What can you do to feel better?

  • Be kind to yourself
  • Let’s talk about feelings! or, talk about feelings with someone you trust
  • Its okay to have negative feelings about parenting
  • Try to rest when baby sleeps or get close to eight hours of sleep a day as you can
  • Have some healthy snacks and get some help with meal prep
  • Get out of the house everyday to fresh air and some light physical exercise like walking.
  • Practice relaxation, even if it’s a few minutes with your feet up or a quick breath of fresh air
  • Have time for yourself away from the baby
  • Try to avoid caffeine/ alcohol
  • Try to met with other new mothers/parents

How dads and other supporters can help?

Be aware that many of the stressors and problems you experience during the period of postnatal depression may not be indicative of your relationship, but they are consequences of the illness.

  • Encourage her to talk to you about how she feels
  • Help remind her that it’s not her fault and she’s not a bad mother
  • Remind her how much you care
  • Share in home and child-care responsibilities
  • Accept help from friends and family
  • If she’s not ready for sex again yet, be physically affectionate and maintain intimacy in other ways…… or maybe cook and do the dishes AND let her go shower so she has the energy to WANT to be intimate
  • Take care of yourself. Find time out for yourself (other than at work), find someone to talk to, continue to follow some of your own interests, and be aware of your own needs.

Always trust your instincts.

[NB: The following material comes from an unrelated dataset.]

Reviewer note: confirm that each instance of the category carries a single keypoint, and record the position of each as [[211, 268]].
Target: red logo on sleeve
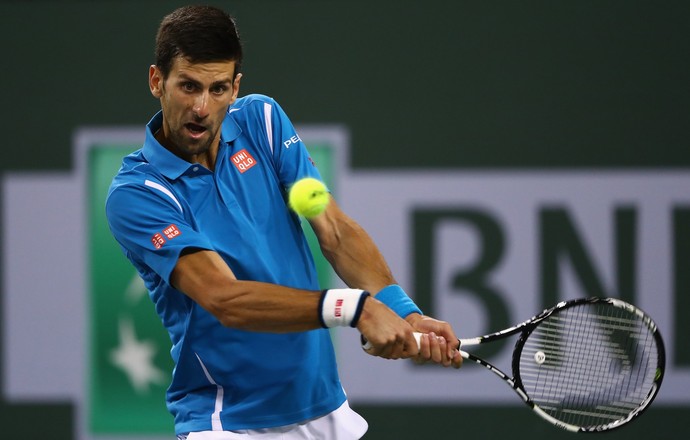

If you become more concerned about your partner’s wellbeing or that of your children, or notice any worsening of your partner’s symptoms, it might mean you need to contact her doctor or support services directly to let them know or to seek advice.

For example, if your partner shows any of the following signs:

  • Talk of harming herself or the baby
  • Bizarre thoughts or speech patterns, or risk- taking behaviour
  • Behaviour that seems odd or is out of character
  • Severe change in mood
  • Obsession with morbid ideas, or statements like “You’d be better off without me.”
  • Withdrawal from all social contact

Do you need more help?

Contact a community organization, mental health association, or your family doctor to learn more about support and resources in your area. If you can, take your partner or a friend with you for moral support and remember, these health professionals are there to listen and have the knowledge and skills to help you get better.

  • Your family doctor
  • Your obstetrician or midwife
  • A social worker at your hospital
  • Ask for a medical referral to a psychiatrist
  • As well as speaking to a health professional, you may find it helpful to talk to an understanding and sympathetic member of your family or friend about how you are feeling
  • You may find it helpful to be open and honest with other new moms. they may be feeling similar and you can have mutual support


Postpartum Psychosis

  • Postpartum psychosis is VERY RARE and occurs in 1/1000 births. It usually occurs in the first few weeks after birth. Mothers may:
  • Feel confused and out of touch from reality
  • Have intense thoughts of harming themselves or the baby
  • Hear or see things that are not there
  • Believe people or things are going to harm you or your baby

If you have any of these feelings or thoughts, don’t wait, don't be embarrassed. Get help right away. Call your Doctor now,  go to your local hospital’s emergency department, or call a crisis intervention line.